Tarde de outono - por Antônio Augusto Souto

Jornal O Norte
Publicado em 02/10/2007 às 16:23.Atualizado em 15/11/2021 às 08:18.

Antônio Augusto Souto



Dia desses, em tarde de fim de outono, parei um pouco, na varanda, para olhar as árvores do quintal.



Tempo árido e nublado me lembrou qualquer coisa como dispnéia e prisão de alma. Ventinho quase irrespirável derrubava folhas secas e as fazia voltear pelo chão, como se executassem, mãos dadas com poeira fininha, estranho bailado de despedida, na cadência de acordes longínquos de Villa Lobos. Sabiá tresvariado ensaiava seu canto de nostalgia, talvez buscando lugar onde construir ninho, no outro lado da rua, em quintal vizinho.



O flagrante, leitora, estava mais para elegia ou réquiem do que para hino, ode ou balada.



Com pés de pluma, ela se aproximou e olhou para o que eu olhava. Encarou-me e, como se exercitasse especialíssimo dom de decodificar mensagens subliminares e decifrar meandros, pôs-se a tecer comentários, voz doce de veludo, com a clara intenção de resgatar-me.
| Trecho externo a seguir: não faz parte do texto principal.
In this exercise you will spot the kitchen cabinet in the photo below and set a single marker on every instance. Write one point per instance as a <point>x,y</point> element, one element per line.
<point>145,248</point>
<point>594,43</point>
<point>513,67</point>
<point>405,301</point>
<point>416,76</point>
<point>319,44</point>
Outono sempre é triste, seja como estação do ano, seja como metáfora sugestiva de fase da vida. É certo que, logo depois da estação outono, vêm a primavera, que é recomeço. A natureza rebrota, exuberante; vem a florada, na forma de explosão de cheiros e cores. E surgem os frutos, as sementes e a chuva. É a oportunidade do verão.



À fase outonal da vida, não se segue primavera nenhuma. Nem mesmo verão. Seria querer perpetuidade impossível e indesejada  né?  No entanto, o que vem após o nosso outono pode ser transformado em início de qualquer coisa boa, alegre e saudável. Depende do nosso firme e decidido querer, do arbítrio pessoal de que ainda somos senhores.



A propósito da circunstância, que tal recordar aquele Fernando Pessoa de quem você tanto fala?  Pois modifique o verso dele! Assim, por exemplo: viver sempre vale a pena, se a alma não é pequena.



Venha aqui, firmemos, nesta encruzilhada aparentemente sombria, o compromisso de tornar palatável o tempo que inda resta. Que tal uma reavaliação de hábitos e idéias? Que tal uma chacoalhada na vida profissional e até na aparência?  O que precisava ser feito já foi feito.  Até um pouquinho mais  concorda?



Abracei-a. Acho que falei agradecimento e alguma coisa de amor. Preferi silenciar-me, quanto ao compromisso sugerido, porque ele já estava selado, no meu íntimo.



Não deixarei crescer a barba nem terei brancos os cabelos. Vou continuar no exercício, quase esportivo, da profissão recente. Afinal, ela veio depois de aposentadoria, como se fora uma correção de rumo. Continuarei a fazer poemas pobrezinhos e arremedos de crônica. Delineei sonhos de longo prazo. Permanecerei sócio do meu clube e enfrentarei, com a galhardia possível, as dores que me aguardam. Estou contando com a ajuda de Deus.



Assumi, ainda tacitamente, outros pequenos compromissos. Não vou revelá-los, no entanto, que não pretendo reescravizar-me a nada, nem receber cobrança.



P.S. Se a querida leitora notou um certo travo de tristeza, no texto que acaba de ler e neste aprendiz de cronista, devo dizer-lhe que as dores já são passadas, choveu e a alegria de estar vivo retornou, inteira.